Goldman Sachs profit nearly halves as coronavirus hits investment
Profit at Goldman Sachs dropped more than 45 per cent in the first quarter of 2020 compared to a year earlier as the coronavirus slowdown hit the Wall Street giant’s asset management arm, its latest earnings report showed today.
Goldman’s net earnings for the January to March period were $1.21bn (£970m), down 46 per cent from last year’s $2.25bn figure.
The fall in profit took earnings per share down to $3.11, below the $3.35 analysts had been expecting and markedly lower than the $5.71 notched up last year.
The lender’s asset management arm swung to a loss as the spread of coronavirus triggered a collapse in share prices. Net revenue in the branch was minus $96m compared with $1.79bn for the first quarter of 2019.
Goldman’s bottom line was also hit by provision for credit losses. The lender said it had put aside $937m in the January to March period, up from $224m for the first quarter of 2019.
The bank said the increase was “due to significantly higher provisions related to corporate loans as a result of continued pressure in the energy sector and the impact of Covid-19 on the broader economic environment”.
Goldman’s chairman and chief executive David Solomon said: “Our quarterly profitability was inevitably affected by the economic dislocation.”
He added: “As public policy measures to stem the pandemic take root, I am firmly convinced that our firm will emerge well-positioned to help our clients and communities recover.”
A punishing recession in the US and around the world has caused financial pain for businesses and households. The International Monetary Fund yesterday predicted the US economy would shrink by 5.9 per cent this year.

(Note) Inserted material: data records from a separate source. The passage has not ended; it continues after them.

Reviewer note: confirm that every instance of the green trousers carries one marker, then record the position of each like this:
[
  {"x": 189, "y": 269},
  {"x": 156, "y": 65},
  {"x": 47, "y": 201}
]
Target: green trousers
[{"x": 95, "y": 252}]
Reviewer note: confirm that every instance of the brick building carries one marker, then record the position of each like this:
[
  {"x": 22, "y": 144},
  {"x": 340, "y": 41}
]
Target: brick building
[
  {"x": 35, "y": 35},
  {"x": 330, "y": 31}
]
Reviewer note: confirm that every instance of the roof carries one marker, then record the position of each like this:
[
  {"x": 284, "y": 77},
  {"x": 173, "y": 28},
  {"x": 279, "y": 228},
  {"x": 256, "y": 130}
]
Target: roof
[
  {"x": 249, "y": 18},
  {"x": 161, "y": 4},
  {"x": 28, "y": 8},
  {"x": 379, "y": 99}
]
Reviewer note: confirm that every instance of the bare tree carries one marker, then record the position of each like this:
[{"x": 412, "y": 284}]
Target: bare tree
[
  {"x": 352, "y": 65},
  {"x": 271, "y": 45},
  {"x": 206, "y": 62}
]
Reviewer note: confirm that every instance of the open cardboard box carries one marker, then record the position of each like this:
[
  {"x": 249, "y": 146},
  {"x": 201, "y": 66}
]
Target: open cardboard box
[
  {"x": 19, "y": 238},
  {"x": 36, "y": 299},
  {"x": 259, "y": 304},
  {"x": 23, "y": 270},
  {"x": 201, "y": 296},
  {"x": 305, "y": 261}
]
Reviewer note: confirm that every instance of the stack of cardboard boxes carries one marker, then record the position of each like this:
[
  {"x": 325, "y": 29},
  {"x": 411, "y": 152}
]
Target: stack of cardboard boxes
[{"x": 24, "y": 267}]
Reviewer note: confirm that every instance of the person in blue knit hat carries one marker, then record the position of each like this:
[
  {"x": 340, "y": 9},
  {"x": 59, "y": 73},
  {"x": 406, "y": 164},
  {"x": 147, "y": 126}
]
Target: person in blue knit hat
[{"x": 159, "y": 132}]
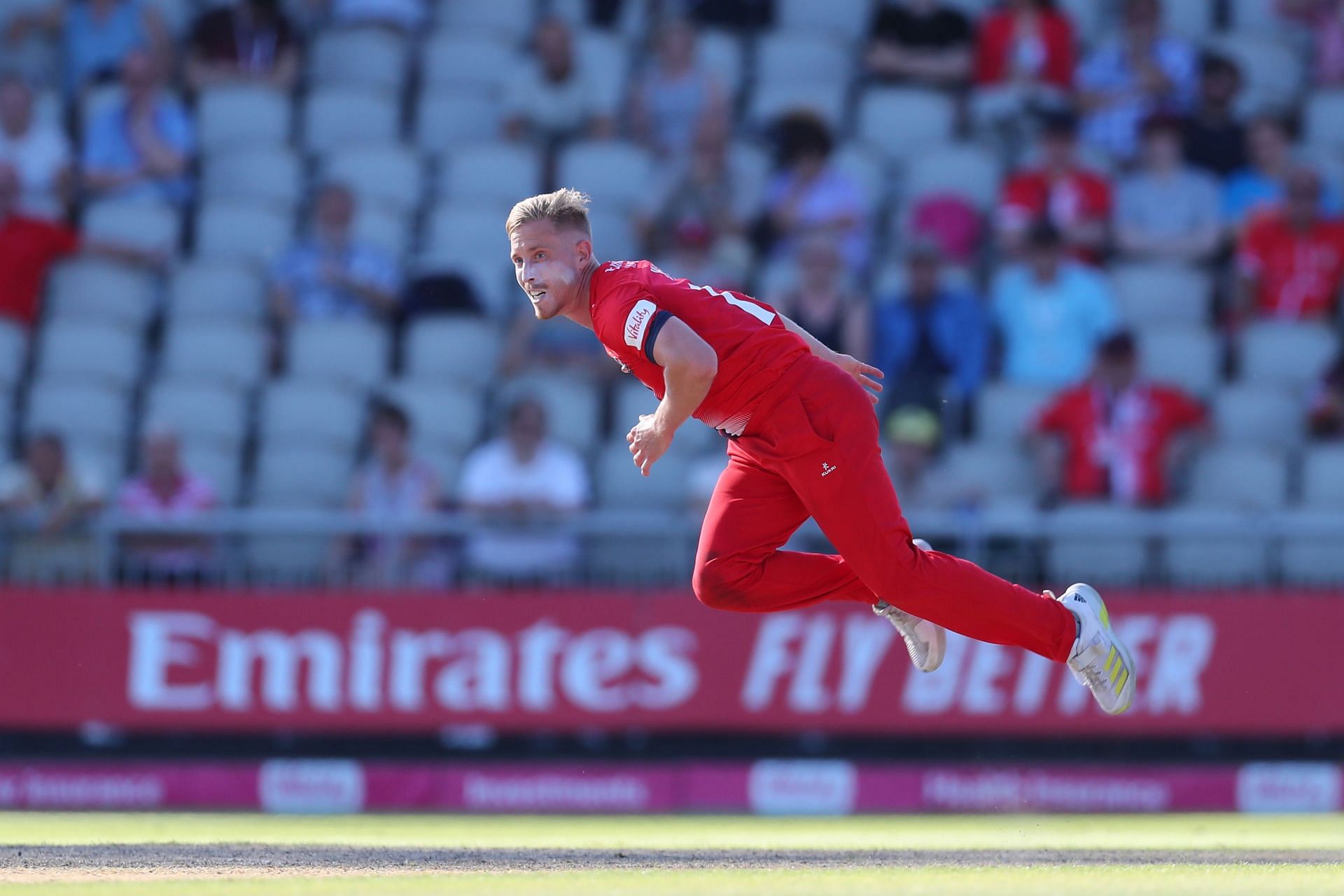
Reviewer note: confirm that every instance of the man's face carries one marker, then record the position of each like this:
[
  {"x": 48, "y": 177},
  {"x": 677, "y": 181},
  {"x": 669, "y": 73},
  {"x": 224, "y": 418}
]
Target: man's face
[
  {"x": 547, "y": 264},
  {"x": 15, "y": 106}
]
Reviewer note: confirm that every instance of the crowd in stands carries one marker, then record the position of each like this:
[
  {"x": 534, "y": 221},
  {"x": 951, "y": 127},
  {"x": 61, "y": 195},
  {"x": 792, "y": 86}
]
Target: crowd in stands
[{"x": 253, "y": 250}]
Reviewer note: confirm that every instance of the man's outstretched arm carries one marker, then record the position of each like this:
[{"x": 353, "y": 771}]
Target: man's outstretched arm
[
  {"x": 689, "y": 368},
  {"x": 853, "y": 365}
]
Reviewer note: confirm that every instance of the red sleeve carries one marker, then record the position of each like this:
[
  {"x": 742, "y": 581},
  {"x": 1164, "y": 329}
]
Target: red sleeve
[
  {"x": 1054, "y": 416},
  {"x": 1059, "y": 50},
  {"x": 990, "y": 49}
]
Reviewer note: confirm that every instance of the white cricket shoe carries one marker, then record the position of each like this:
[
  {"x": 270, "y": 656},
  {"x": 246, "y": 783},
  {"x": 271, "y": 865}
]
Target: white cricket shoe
[
  {"x": 1100, "y": 660},
  {"x": 925, "y": 641}
]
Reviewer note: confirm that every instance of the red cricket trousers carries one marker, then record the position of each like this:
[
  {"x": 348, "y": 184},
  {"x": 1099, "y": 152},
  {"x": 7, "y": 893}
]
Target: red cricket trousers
[{"x": 811, "y": 449}]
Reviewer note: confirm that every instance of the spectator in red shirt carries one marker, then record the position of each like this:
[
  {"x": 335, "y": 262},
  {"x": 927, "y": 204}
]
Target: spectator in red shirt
[
  {"x": 29, "y": 246},
  {"x": 1025, "y": 64},
  {"x": 1292, "y": 260},
  {"x": 1059, "y": 190},
  {"x": 1121, "y": 435}
]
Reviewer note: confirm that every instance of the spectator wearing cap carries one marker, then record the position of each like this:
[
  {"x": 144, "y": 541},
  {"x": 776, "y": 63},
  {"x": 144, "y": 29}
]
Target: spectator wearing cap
[
  {"x": 823, "y": 300},
  {"x": 1051, "y": 314},
  {"x": 1167, "y": 210},
  {"x": 166, "y": 492},
  {"x": 809, "y": 194},
  {"x": 1025, "y": 64},
  {"x": 932, "y": 340},
  {"x": 1292, "y": 260},
  {"x": 331, "y": 274},
  {"x": 141, "y": 147},
  {"x": 245, "y": 42},
  {"x": 1214, "y": 139},
  {"x": 675, "y": 94},
  {"x": 1260, "y": 187},
  {"x": 523, "y": 479},
  {"x": 1121, "y": 435},
  {"x": 38, "y": 152},
  {"x": 1132, "y": 76},
  {"x": 1059, "y": 190},
  {"x": 920, "y": 42},
  {"x": 394, "y": 485},
  {"x": 1326, "y": 406}
]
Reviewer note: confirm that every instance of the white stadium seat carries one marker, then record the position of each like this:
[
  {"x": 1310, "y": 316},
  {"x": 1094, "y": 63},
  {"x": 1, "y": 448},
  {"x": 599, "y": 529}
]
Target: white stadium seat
[
  {"x": 239, "y": 232},
  {"x": 302, "y": 413},
  {"x": 1259, "y": 416},
  {"x": 454, "y": 348},
  {"x": 217, "y": 290},
  {"x": 270, "y": 175},
  {"x": 242, "y": 115},
  {"x": 216, "y": 349},
  {"x": 358, "y": 58},
  {"x": 73, "y": 351},
  {"x": 902, "y": 121},
  {"x": 200, "y": 412},
  {"x": 391, "y": 176},
  {"x": 99, "y": 289},
  {"x": 350, "y": 352},
  {"x": 1287, "y": 354},
  {"x": 447, "y": 418},
  {"x": 342, "y": 117},
  {"x": 445, "y": 120}
]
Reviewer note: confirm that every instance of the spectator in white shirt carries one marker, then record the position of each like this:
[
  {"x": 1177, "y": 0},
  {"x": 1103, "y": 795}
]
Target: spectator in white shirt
[
  {"x": 38, "y": 152},
  {"x": 550, "y": 97},
  {"x": 523, "y": 479}
]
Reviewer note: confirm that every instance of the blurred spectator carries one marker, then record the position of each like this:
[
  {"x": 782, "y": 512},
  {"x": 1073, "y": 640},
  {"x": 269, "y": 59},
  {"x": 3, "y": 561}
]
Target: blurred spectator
[
  {"x": 1326, "y": 413},
  {"x": 920, "y": 42},
  {"x": 1121, "y": 435},
  {"x": 1167, "y": 210},
  {"x": 675, "y": 94},
  {"x": 913, "y": 433},
  {"x": 331, "y": 274},
  {"x": 809, "y": 194},
  {"x": 1132, "y": 76},
  {"x": 166, "y": 492},
  {"x": 249, "y": 41},
  {"x": 1326, "y": 19},
  {"x": 1260, "y": 187},
  {"x": 1025, "y": 64},
  {"x": 1051, "y": 312},
  {"x": 38, "y": 150},
  {"x": 1212, "y": 136},
  {"x": 822, "y": 301},
  {"x": 141, "y": 146},
  {"x": 1292, "y": 261},
  {"x": 930, "y": 340},
  {"x": 519, "y": 479},
  {"x": 97, "y": 35},
  {"x": 394, "y": 485},
  {"x": 406, "y": 16},
  {"x": 549, "y": 97},
  {"x": 698, "y": 211},
  {"x": 48, "y": 495},
  {"x": 1059, "y": 190}
]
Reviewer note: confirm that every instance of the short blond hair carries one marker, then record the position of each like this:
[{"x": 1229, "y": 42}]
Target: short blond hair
[{"x": 565, "y": 207}]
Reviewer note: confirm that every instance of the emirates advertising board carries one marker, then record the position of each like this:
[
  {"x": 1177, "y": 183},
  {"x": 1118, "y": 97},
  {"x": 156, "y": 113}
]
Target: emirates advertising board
[{"x": 1230, "y": 664}]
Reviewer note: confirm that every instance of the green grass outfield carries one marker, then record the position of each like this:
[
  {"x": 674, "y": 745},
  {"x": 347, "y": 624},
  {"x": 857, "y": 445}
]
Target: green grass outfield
[{"x": 1002, "y": 836}]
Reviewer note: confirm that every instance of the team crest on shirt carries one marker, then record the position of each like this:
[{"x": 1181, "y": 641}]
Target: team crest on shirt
[{"x": 638, "y": 323}]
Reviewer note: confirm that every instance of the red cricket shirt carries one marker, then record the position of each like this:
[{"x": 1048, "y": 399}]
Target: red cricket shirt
[
  {"x": 29, "y": 246},
  {"x": 631, "y": 302},
  {"x": 1117, "y": 447},
  {"x": 1300, "y": 273}
]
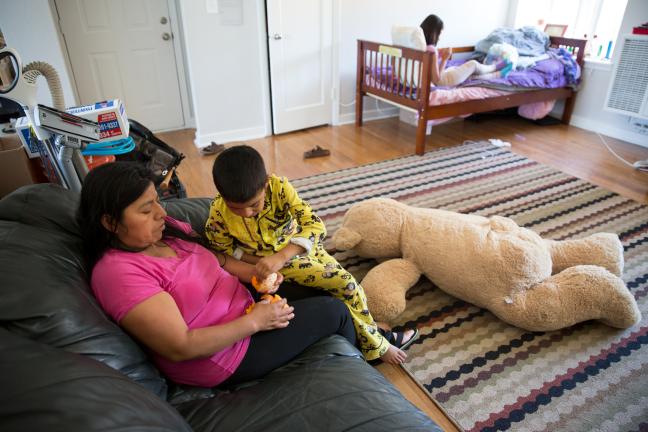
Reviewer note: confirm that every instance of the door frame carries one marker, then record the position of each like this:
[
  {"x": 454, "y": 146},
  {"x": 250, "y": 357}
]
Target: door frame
[
  {"x": 181, "y": 68},
  {"x": 334, "y": 94}
]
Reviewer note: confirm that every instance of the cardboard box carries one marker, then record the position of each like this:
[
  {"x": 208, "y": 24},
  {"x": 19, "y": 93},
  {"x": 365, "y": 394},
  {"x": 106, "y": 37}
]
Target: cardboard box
[
  {"x": 110, "y": 115},
  {"x": 24, "y": 133},
  {"x": 14, "y": 165}
]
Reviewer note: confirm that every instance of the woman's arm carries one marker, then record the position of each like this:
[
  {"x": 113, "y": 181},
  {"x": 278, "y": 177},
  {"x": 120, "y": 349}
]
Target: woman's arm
[{"x": 158, "y": 324}]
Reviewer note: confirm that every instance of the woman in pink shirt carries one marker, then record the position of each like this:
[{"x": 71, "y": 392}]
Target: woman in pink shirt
[{"x": 154, "y": 278}]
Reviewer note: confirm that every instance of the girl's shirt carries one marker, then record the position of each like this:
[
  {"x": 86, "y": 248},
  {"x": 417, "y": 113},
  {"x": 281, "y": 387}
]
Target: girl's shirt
[{"x": 204, "y": 292}]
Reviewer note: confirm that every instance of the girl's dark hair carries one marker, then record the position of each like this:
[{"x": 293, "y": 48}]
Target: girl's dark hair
[
  {"x": 239, "y": 173},
  {"x": 432, "y": 26},
  {"x": 108, "y": 190}
]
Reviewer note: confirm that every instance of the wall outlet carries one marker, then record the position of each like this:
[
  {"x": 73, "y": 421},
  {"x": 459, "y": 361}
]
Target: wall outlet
[{"x": 638, "y": 125}]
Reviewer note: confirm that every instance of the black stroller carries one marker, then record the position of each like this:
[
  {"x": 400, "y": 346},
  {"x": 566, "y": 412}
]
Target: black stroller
[{"x": 159, "y": 157}]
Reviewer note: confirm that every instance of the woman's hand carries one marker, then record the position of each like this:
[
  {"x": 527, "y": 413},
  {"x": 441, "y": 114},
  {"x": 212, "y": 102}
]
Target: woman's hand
[
  {"x": 270, "y": 316},
  {"x": 275, "y": 287}
]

Banks have been particularly hard-hit as customers default on their loans, markets crash and central banks have slashed interest rates – limiting the amount of money lenders can make.
Goldman’s Wall Street acolytes have also reported big falls in profit and soaring loan loss provisions.
JP Morgan yesterday said profit had plunged by more than two-thirds in the first quarter. The US’s biggest bank said it had put aside a colossal $7bn to protect it from a wave of potential loan defaults in the months ahead.
Bank of America today revealed that its profit had almost halved in the first quarter. It set aside $3.6bn for potential loan losses.